R Performance Study: Summing in Parallel

This performance study compares a simple task, the summation of a vector of integers, using various techniques in the R language including the old standard for loop, base R’s vectorized sum function, and a doParallel package implementation. The microbenchmark package is used to perform the timing measurements and visualization of the timing measurements is presented via ggplot2.

require(microbenchmark, quietly=TRUE)
require(doParallel, quietly=TRUE)
require(ggplot2, quietly=TRUE)

I am running on a 4 core laptop, so I will use 3 cores for this experiment, leaving one for keeping my machine reasonably responsive.

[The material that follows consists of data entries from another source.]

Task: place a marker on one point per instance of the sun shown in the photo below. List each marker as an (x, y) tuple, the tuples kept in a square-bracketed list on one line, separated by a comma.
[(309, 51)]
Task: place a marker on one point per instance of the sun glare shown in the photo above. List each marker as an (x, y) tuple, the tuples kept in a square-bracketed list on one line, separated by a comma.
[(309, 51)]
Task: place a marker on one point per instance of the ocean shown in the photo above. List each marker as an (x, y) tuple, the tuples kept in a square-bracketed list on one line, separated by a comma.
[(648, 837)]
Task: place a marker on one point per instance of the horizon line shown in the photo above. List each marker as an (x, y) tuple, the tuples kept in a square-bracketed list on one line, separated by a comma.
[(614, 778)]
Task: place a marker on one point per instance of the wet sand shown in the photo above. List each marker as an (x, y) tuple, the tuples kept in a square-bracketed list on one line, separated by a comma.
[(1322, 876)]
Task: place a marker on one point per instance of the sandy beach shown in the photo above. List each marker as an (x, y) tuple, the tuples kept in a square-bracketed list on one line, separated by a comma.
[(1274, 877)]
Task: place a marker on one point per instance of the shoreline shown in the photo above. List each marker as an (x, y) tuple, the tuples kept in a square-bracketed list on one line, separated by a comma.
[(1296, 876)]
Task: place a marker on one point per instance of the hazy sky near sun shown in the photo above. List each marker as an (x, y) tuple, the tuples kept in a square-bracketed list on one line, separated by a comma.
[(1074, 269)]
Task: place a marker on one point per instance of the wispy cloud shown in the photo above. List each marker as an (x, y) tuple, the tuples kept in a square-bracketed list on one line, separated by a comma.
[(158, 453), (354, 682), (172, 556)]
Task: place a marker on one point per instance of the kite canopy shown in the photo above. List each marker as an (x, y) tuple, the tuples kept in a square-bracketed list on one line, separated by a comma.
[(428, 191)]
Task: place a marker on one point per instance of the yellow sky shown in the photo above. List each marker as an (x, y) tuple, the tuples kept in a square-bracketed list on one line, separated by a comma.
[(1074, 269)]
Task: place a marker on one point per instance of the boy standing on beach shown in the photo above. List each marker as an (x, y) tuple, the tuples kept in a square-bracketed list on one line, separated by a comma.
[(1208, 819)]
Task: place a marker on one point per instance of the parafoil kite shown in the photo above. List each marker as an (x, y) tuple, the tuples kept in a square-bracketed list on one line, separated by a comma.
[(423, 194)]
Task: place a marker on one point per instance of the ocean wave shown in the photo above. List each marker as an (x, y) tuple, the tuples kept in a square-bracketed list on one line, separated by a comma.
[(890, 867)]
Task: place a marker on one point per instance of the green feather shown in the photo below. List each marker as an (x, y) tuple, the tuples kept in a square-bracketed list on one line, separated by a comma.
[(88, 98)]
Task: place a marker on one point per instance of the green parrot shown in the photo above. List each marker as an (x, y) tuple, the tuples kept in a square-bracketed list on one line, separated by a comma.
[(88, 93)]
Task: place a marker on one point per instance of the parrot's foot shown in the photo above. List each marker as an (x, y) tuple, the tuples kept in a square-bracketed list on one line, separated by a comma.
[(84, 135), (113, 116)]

detectedCores <- parallel::detectCores()
registerDoParallel(cores=detectedCores - 1) 
print(detectedCores)

## [1] 4

Summing with For Loop

The for loop to be used in this study is wrapped in the function forLoopSum and is defined as follows:

forLoopSum <- function(x)
{
  sum <- 0
  for( a in x){
    sum <- sum + a
  }
  return (sum)
}

Summing the R Way

The base R sum function will be used as is.

sum(x)

Summing in Parallel

For parallelization, the doParallel package will provide the interface to base R’s parallel package as described in Weston and Calaway (2014). The split approach used to allocate data amongst various batches is taken from a StackOverflow post (O’Hanlon, 2013). Finally, the base R foreach function is used to to iterate over the batches and dispatch them to the parallelizer (Team, 2014).

parallelSum <- function(x) {
  
  items <- length(x)
  batches <- detectedCores * 4
  batchSets <- split(x, rep(1:batches, length.out=items))
  
  finalSum <- foreach(b=iter(batchSets, by='row'), .combine="+") %dopar% sum(b)
  
  return (finalSum)
}

Performance Experiment

Using the functions described above, a microbenchmark experiment is excuted as shown in the following code. Powers of ten (10) are used to measure differences in magnitude of vector size up to 10 million, with 5 executions per size. The results are saved in a data.frame for use in visualization and the appendix.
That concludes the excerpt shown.